The sign above him said "Genuine North American Alligator—$3 with Bucket." In actual fact he was a cayman, imported from South America. The owner of the stall sauntered over and poked him meanly to make him snap. He didn't snap. Instead he winked majestically at me, and I bought him.

Having bought him I was quite at a loss. I was driving up to New York to spend a week in a friend's flat and then sailing back to England on the Queen Elizabeth. I didn't know whether either the flat or the liner was equipped for housing alligators. I didn't want to turn him loose, for I did not know whether he would be happy so far from home, and besides I liked him, so I christened him Ponce de Leon, after the explorer who had discovered the near-by "Fountain of Eternal Youth," and together we set off.

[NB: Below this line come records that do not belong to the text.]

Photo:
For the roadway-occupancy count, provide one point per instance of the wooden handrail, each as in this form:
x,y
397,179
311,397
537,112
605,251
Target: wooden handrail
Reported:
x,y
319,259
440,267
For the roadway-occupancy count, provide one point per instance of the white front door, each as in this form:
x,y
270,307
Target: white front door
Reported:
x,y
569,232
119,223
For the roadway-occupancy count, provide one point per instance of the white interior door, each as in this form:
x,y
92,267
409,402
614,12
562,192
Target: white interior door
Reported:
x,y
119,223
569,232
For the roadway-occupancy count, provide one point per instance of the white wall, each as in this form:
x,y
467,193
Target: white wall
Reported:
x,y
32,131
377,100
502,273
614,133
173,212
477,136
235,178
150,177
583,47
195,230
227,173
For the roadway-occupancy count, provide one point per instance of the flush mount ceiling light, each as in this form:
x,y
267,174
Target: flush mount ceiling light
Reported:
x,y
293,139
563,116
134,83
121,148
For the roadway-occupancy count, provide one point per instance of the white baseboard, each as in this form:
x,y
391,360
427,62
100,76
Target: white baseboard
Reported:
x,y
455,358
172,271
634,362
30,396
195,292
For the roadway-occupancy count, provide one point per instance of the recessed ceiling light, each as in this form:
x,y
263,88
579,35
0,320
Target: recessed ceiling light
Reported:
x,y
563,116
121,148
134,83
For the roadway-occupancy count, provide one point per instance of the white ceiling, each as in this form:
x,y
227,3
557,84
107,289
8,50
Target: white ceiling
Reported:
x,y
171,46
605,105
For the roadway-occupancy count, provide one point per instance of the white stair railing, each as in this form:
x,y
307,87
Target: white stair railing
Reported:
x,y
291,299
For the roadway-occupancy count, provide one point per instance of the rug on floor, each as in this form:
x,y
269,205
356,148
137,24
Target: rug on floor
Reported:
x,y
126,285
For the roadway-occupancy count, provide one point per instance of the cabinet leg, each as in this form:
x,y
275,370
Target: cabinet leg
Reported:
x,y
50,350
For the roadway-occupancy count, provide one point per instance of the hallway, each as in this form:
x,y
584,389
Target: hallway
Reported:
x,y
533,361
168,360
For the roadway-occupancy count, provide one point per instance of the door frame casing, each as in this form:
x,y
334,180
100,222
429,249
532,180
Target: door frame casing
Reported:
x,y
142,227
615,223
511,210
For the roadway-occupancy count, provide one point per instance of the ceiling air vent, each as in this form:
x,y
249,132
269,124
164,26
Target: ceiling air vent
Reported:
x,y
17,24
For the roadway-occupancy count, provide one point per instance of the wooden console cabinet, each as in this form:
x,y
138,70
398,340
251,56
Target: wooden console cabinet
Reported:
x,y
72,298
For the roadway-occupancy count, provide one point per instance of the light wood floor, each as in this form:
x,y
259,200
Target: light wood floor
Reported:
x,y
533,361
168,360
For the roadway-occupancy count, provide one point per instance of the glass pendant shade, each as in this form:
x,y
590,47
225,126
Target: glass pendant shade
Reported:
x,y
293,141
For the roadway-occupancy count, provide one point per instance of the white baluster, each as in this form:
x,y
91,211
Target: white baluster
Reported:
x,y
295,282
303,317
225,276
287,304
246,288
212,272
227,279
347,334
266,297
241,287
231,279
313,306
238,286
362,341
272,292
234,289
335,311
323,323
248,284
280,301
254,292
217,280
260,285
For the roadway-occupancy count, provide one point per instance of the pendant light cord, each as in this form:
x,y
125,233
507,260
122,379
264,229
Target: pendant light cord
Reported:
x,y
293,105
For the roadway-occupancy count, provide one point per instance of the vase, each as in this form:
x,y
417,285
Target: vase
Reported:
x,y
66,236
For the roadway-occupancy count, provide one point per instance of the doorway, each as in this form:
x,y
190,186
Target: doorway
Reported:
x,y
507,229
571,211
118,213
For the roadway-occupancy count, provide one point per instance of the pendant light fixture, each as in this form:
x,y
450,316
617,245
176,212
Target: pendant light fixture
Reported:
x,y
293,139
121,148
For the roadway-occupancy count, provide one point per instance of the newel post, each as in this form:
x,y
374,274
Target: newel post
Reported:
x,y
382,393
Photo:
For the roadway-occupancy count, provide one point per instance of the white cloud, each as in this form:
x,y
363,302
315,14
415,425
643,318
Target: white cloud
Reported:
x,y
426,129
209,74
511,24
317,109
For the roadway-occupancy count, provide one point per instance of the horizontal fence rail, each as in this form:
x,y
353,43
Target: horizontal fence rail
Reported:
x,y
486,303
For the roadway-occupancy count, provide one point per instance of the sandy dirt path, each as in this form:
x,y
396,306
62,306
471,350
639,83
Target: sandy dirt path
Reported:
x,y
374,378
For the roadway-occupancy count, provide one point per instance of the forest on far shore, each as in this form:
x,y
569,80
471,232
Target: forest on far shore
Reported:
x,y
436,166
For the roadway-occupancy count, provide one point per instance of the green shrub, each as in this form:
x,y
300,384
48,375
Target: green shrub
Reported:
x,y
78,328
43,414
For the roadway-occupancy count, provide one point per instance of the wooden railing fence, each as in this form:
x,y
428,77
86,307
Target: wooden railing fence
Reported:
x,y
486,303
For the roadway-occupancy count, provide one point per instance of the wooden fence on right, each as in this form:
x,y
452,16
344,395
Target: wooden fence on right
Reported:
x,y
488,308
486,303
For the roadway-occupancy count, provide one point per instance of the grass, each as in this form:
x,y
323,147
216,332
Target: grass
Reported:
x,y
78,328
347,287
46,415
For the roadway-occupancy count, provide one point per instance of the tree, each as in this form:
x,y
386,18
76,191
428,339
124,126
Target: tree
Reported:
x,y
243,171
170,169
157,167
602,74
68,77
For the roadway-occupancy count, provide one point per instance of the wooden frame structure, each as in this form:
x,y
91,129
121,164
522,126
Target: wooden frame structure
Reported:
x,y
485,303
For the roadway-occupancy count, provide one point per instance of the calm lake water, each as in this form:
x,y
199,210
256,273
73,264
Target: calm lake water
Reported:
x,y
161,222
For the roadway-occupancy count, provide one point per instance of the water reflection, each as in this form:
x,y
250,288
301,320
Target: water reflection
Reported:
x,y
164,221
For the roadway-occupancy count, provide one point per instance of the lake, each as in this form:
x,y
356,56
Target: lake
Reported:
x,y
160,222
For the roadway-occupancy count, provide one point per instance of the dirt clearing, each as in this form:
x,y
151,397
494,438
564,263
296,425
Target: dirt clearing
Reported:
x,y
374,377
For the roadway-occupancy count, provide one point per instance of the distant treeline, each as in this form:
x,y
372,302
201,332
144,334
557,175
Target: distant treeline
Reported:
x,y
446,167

The flat turned out to have a magnificent bathroom and a central heating system more suited to alligators than to humans, so we settled in happily. The next morning it occurred to me that there would probably be a cleaning woman whom I should warn about my pet. That message was one of the hardest I have ever had to compose. I started with an apologetic note "I am afraid there is an alligator in the bathroom," but when I read it as a stranger might it suggested that I might equally well have been driven out by pink elephants in the kitchen. Then I tried a casual request : "Please do not disturb the alligator in the bath," but that was just as odd. I settled for a cryptic message: "Do not worry about my pet. He is in the bathroom and will not harm you."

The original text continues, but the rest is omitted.